- Ulrich@feddit.orgEnglish8 hours
Its really disappointing seeing the 3DP community continue to embrace Bambu after the inevitable closure and self-proclaimed Apple strategy. Disappointing, but not really surprising.
- KickMeElmo@sopuli.xyzEnglish6 hours
They’re on thin ice with me. I have an X1C running the X1Plus third party firmware, so I’m spared some of their crap, but I’m watching warily. Don’t like the looks of things, and I’m not recommending their devices anymore.
- MonkeMischief@lemmy.todayEnglish6 hours
I just wanna thank you for being, seemingly the only person on the Internet that I’ve seen, to spell “warily” correctly and not be watching “wearily”, although this nonsense makes us all a bit of both. 😂
Anyway, Lemmy award for you that others might learn from your excellence. 🏆
(I’m being sincere lol)
- EvergreenGuru@lemmy.worldEnglish7 hours
I hadn’t heard of their company culture until recently, but as long as they’re being reviewed positively, then they’re not going to lose customers. I don’t personally own one of their printers, nor do I plan to, but online reviews are what moves units.
- 7 hours
I have one. I got it a while back and don’t know much about what’s going on. Even then, I run their software in a VM because I never trusted that they wanted to run services on my machine.
Controversy aside… it’s an amazing device.
- DiarrheaSommelier@lemmy.caEnglish5 hours
My buddy has a Bamboo. It’s pretty good. My Snapmaker U1 is way better, and is actually open.
- JustEnoughDucks@slrpnk.netEnglish5 hours
And is promised to be open, but their hardware is still proprietary closed source just like bambu and they use a proprietary hotend and nozzle that you can’t replace 3rd party, so if anything breaks and they decide not to help you, good luck fixing it.
Almost exactly how bambu started. Seemed to get better once 3rd parties cloned their proprietary parts (not of their own doing), then nosedived.
Looks like an amazing printer at a great price, but so did Bambu in the beginning.
- DiarrheaSommelier@lemmy.caEnglish3 hours
The opportunity for future enshitification is the main reason I’ll never connect mine to the internet. It’s a great printer, but I don’t trust any tech companies for basically the reasons you described.
- divingdonkey@sh.itjust.worksEnglish5 hours
Their printers just work. If you’re not interested in printers, but only printing the apple-of3d-printing is exactly what you want, which seems to be the majority of people. I own a Bambu and a sovol, to satisfy “both hobbies”. But at the end of the day, when I just need to print a replacement part I spent a non-trivial amount of time designing, my first pick is always the Bambu. Sadly, convenience beats freedom
Natanox@discuss.tchncs.deEnglish
3 hoursTheir printers just work.
So do machines like Snapmaker (U1) and especially Prusa, but without the amount of involuntary butt stuff.
And it’s not even true, the amount of issues with Bambu are piling up. A1 even manage to melt themselves recently, print failures with the print head becoming a plastic blob, the whole shebang. It’s the same with Apple indeed, as in people being ignorant in regards to all their issues because of the whole lifestyle feeling the marketing team managed to create.
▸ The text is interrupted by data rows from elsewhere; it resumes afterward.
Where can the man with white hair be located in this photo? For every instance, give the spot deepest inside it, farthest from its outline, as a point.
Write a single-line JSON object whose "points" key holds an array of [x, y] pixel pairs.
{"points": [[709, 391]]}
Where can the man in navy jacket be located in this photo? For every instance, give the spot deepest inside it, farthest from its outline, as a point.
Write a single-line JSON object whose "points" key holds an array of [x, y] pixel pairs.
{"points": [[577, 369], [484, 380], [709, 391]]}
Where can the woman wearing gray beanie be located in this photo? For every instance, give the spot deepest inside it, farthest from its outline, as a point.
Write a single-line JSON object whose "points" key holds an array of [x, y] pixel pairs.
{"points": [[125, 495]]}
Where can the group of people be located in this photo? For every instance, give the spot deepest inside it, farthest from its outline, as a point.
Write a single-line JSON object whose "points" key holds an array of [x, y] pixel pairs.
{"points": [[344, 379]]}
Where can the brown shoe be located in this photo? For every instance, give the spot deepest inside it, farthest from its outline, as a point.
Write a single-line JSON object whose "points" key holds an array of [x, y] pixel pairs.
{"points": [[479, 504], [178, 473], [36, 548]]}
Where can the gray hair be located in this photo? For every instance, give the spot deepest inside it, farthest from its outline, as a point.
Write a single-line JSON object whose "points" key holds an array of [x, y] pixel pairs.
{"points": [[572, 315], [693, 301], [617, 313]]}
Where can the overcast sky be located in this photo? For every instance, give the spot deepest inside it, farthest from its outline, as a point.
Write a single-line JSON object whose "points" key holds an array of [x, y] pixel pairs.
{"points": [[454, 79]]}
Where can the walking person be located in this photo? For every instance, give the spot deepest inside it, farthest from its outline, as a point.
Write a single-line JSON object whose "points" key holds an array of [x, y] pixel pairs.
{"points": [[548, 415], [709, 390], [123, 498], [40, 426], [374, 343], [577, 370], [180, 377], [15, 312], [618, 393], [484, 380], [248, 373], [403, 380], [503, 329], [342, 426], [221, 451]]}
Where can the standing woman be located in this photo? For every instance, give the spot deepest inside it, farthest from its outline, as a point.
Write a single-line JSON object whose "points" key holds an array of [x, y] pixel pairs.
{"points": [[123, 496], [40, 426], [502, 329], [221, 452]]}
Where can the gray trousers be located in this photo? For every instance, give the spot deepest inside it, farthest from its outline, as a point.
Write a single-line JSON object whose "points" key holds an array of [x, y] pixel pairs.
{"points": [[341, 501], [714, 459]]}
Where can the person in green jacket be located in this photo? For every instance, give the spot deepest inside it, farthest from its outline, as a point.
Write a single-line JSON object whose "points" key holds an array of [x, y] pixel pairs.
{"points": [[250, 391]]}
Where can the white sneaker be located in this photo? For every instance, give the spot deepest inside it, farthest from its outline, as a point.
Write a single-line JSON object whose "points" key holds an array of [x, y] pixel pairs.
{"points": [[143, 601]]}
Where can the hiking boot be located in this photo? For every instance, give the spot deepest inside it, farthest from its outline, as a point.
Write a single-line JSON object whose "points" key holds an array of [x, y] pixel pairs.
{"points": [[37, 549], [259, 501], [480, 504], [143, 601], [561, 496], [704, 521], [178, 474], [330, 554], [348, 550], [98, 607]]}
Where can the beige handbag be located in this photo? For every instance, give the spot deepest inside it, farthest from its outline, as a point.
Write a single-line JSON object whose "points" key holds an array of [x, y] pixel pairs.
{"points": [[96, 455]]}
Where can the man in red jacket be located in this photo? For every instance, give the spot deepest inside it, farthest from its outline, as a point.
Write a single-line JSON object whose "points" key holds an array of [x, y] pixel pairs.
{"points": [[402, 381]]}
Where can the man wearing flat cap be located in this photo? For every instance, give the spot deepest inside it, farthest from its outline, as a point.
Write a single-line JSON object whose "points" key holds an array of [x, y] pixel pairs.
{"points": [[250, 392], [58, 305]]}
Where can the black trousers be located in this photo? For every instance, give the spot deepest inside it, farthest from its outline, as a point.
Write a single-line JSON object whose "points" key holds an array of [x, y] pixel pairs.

- divingdonkey@sh.itjust.worksEnglish1 hour
If quality really drops, the problem should solve itself, as their target clientele probably will be looking for alternatives.
sbeak@sopuli.xyzEnglish
5 hoursTheir printers just work.
Until they don’t. I use OrcaSlicer, a perfectly good slicer for many 3D printers, including for my Bambu A1. However, I have it set to LAN-only mode and locked at v4.0.0.0, since the latest firmware blocks the use of third-party software (and hardware, if you bought one of those Panda Touch displays, those no longer work because Bambu said more e-waste!)
Although I have an A1 (and it prints quite well, but nothing special. It, like any other 3D printer, struggles with complex prints and has adhesion issues with taller ones), I no longer recommend Bambu printers because they as a company are no longer trustworthy. They have already blocked non-Bambu software and hardware, what’s stopping them from becoming the HP of 3D printers and restrict what kind of filament you can use? They have the RFID tags already, so it’s just a software patch that needs to be sent out.
Other companies have printers that work just as well while not locking down on a tight ecosystem. Prusa is the obvious alternative, but you also have Qidi, Sovol, Elegoo’s Centauri Carbon, etc. who are more price-competitive with Bambu, especially on the value end of the market
- divingdonkey@sh.itjust.worksEnglish1 hour
I fully agree with you. My next one won’t be a Bambu, but as long as my P1S works, it’ll be my main machine. And back when i bought my A1 mini, there simply was no comparable alternative in the sub 200€ range. It’s great that this is now a different story, but since printers take a couple of years to break down, the change in market share won’t happen overnight.